A strong pick up in sales in Asia and the rest of the world is behind a healthy rise in operating profit at aqueous polymers specialist Synthomer (SYNT). Shares in the £1.1 billion cap are up 2% at 336.5p after the group posted a respectable set of interims for the half year to the end of June. Operating profit of £55.4 million was driven by a 159% increase in Asia and RoW (ARW) which was in turn somewhat offset by turnover in Europe and North America (ENA) being down 11.9% on a reported basis.
Group turnover fell by 8.1% to £468.7 million and this can largely be blamed on adverse exchange rates and lower raw material prices reflecting the lower oil price.

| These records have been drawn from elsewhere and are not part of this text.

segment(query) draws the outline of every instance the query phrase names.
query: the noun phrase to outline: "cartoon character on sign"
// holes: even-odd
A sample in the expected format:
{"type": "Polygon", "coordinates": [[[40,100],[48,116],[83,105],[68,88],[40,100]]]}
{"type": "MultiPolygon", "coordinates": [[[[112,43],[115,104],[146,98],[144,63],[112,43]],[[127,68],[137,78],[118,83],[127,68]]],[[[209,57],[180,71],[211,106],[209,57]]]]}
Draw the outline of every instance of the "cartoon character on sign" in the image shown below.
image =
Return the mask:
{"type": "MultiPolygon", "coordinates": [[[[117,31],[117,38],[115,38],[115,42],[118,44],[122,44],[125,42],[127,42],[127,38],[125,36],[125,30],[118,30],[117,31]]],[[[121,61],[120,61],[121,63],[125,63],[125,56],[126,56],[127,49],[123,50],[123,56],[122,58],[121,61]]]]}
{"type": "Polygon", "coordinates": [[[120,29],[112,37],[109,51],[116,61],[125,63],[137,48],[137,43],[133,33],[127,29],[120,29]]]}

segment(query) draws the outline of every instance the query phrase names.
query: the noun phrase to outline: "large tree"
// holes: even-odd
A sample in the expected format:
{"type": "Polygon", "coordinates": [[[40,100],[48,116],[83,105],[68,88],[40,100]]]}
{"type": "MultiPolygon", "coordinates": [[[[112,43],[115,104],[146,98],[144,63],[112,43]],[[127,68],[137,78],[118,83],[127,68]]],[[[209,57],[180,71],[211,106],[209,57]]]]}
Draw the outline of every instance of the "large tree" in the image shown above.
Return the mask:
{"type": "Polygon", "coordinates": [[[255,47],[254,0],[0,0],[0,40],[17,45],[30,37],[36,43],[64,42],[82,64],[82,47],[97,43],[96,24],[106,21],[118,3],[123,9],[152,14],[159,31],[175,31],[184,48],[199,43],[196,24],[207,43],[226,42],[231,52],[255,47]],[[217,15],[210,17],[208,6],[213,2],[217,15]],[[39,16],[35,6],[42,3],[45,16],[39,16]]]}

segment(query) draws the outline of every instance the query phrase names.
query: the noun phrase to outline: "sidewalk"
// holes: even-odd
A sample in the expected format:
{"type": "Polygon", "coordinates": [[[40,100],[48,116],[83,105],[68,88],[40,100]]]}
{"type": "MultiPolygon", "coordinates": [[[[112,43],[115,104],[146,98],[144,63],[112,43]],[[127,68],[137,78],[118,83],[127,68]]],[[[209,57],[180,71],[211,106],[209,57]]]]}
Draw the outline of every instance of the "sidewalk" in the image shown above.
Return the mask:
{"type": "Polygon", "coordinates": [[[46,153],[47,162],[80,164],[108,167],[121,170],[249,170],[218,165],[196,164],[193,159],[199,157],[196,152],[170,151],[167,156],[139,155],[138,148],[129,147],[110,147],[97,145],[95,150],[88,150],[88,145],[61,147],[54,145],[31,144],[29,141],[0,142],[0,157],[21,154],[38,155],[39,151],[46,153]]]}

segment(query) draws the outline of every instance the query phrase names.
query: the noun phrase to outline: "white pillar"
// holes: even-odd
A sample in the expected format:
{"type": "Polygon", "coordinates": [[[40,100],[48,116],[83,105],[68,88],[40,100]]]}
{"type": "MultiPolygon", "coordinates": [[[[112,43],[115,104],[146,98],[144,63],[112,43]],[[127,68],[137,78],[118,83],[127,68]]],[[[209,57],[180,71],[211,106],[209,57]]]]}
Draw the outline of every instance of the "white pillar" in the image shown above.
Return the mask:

Sales volumes in ARW rose 11.1% as a result of strong demand and tight market conditions in
Asian nitrile latex volumes but also in Dispersions across all geographies. In the group's ENA regions, like for like volumes were down 1.7% and this is down to continued softness in paper, an indifferent performance in carpet. The group did however report good progress in construction & coatings, functional polymers and foam markets.
Harry Philips at Canaccord sees the stock as a 'Buy' with a 370p price target on the basis that ' the investment proposition is compelling with the potential M&A catalyst and core growth opportunities supported by an alternative return profile, the special dividend, as a balancing item.